Het gebruik van embryo’s voor wetenschappelijk onderzoek is een gevoelig onderwerp, omdat het raakt aan belangrijke gevoelens en belangen binnen onze samenleving. Dit geldt met name voor de vraag of embryo’s speciaal voor medisch-wetenschappelijk onderzoek tot stand mogen worden gebracht in het laboratorium. Embryo’s zijn het begin van menselijk leven en verdienen volgens veel mensen bescherming. Of onderzoek met embryo’s wenselijk wordt gevonden, hangt daarom af van de manier waarop beschermwaardigheid wordt afgewogen tegen de voortgang van medisch-wetenschappelijk onderzoek. Politieke partijen in Nederland geven daar verschillend gewicht aan.

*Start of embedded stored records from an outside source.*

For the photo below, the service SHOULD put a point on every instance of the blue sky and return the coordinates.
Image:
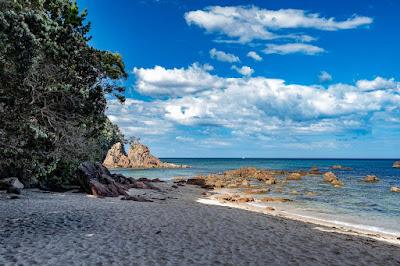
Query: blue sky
(256, 78)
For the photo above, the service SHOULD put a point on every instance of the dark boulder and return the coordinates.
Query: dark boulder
(12, 185)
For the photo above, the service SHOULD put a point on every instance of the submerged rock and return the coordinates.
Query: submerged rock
(315, 171)
(95, 179)
(341, 167)
(12, 185)
(396, 164)
(330, 177)
(139, 156)
(371, 179)
(395, 189)
(294, 176)
(270, 199)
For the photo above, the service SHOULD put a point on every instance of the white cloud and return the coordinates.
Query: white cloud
(159, 81)
(222, 56)
(291, 48)
(254, 55)
(247, 23)
(378, 83)
(244, 70)
(324, 76)
(256, 106)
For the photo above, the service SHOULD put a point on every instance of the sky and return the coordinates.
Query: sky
(272, 79)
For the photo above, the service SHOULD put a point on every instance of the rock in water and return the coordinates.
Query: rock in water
(12, 185)
(395, 189)
(371, 179)
(116, 157)
(95, 179)
(138, 156)
(330, 177)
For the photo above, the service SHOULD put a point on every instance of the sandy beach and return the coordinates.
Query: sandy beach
(175, 229)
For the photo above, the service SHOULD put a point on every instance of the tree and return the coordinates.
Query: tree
(53, 88)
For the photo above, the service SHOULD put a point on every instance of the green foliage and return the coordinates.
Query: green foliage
(53, 88)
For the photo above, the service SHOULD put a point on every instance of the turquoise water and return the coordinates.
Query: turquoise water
(369, 205)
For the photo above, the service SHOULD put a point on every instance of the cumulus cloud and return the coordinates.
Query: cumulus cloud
(222, 56)
(324, 76)
(254, 55)
(247, 23)
(378, 83)
(291, 48)
(159, 81)
(244, 70)
(258, 106)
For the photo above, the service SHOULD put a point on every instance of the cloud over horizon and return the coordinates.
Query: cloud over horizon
(248, 23)
(257, 107)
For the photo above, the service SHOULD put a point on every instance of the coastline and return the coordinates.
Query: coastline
(73, 228)
(333, 226)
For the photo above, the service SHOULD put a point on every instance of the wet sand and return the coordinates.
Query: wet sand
(175, 229)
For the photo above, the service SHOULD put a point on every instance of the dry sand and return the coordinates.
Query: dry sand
(74, 229)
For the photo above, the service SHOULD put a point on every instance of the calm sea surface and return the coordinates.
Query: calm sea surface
(364, 205)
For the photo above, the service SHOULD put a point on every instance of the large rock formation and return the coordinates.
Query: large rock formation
(95, 179)
(139, 156)
(116, 157)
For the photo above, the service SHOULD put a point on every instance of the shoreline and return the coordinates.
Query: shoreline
(335, 226)
(47, 228)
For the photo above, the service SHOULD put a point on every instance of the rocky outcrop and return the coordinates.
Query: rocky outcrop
(116, 157)
(395, 189)
(138, 156)
(315, 171)
(294, 176)
(371, 179)
(95, 179)
(330, 177)
(341, 167)
(12, 185)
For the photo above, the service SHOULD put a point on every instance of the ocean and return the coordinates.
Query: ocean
(368, 206)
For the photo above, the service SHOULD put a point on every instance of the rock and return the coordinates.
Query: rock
(270, 199)
(315, 171)
(341, 167)
(294, 192)
(371, 179)
(330, 177)
(396, 164)
(294, 176)
(136, 198)
(395, 189)
(244, 199)
(245, 183)
(13, 197)
(14, 190)
(116, 157)
(257, 191)
(196, 181)
(95, 179)
(271, 181)
(12, 185)
(138, 156)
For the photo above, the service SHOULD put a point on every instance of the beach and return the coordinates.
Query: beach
(175, 229)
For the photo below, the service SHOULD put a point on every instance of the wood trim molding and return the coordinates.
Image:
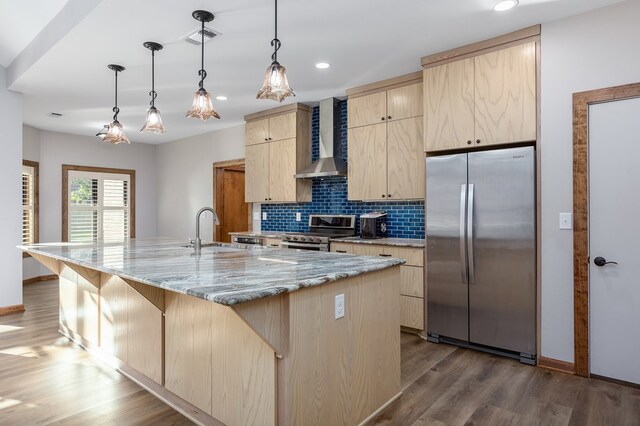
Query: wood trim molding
(390, 83)
(218, 202)
(581, 103)
(556, 365)
(41, 278)
(277, 111)
(507, 40)
(65, 180)
(6, 310)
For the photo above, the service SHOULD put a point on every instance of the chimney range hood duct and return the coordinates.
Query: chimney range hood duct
(330, 162)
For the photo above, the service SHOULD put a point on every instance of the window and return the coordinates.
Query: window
(99, 204)
(30, 171)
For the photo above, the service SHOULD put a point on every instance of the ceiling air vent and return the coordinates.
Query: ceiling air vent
(195, 36)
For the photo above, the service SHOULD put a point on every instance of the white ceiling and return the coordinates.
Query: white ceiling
(363, 40)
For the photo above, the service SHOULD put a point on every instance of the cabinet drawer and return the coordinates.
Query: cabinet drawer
(412, 312)
(412, 281)
(413, 256)
(342, 248)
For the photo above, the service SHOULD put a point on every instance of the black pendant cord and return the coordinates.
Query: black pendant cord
(202, 73)
(153, 93)
(275, 43)
(116, 110)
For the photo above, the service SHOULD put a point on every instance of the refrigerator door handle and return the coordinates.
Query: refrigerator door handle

Voor bepaalde vormen van onderzoek moeten embryo’s speciaal in het lab tot stand worden gebracht, zodat zij meteen vanaf de bevruchting kunnen worden bestudeerd. Op die manier kunnen onderzoekers bijvoorbeeld nieuwe kweekmedia testen voor het optimaliseren van in vitro fertilisatie (ivf) of de veiligheid en precisie onderzoeken van genetische modificatie van het erfelijk DNA van een net bevruchte eicel met de CRISPR-Cas9 techniek. Embryo’s speciaal voor onderzoek tot stand brengen is in Nederland verboden.
De Embryowet
De Nederlandse Embryowet beschrijft welke handelingen voor zwangerschap en onderzoek wel en niet mogen worden uitgevoerd met embryo’s en geslachtscellen. De wet geeft zo vorm aan het balanceren tussen beschermwaardigheid van het embryo en de voortgang van medisch-wetenschappelijk onderzoek. In de wet is een tijdelijk verbod (moratorium) opgenomen op het tot stand brengen van embryo’s speciaal voor onderzoek. Dit betekent dat er geen bevruchting buiten de baarmoeder mag plaatsvinden voor het doen van wetenschappelijk onderzoek; dit is alleen toegestaan voor het mogelijk maken van een zwangerschap. Door dit moratorium kan er nu – onder strikte voorwaarden – alleen onderzoek worden gedaan met embryo’s die eerder zijn overgebleven na een ivf-poging (restembryo’s), en dan maximaal tot het embryo 14 dagen oud is.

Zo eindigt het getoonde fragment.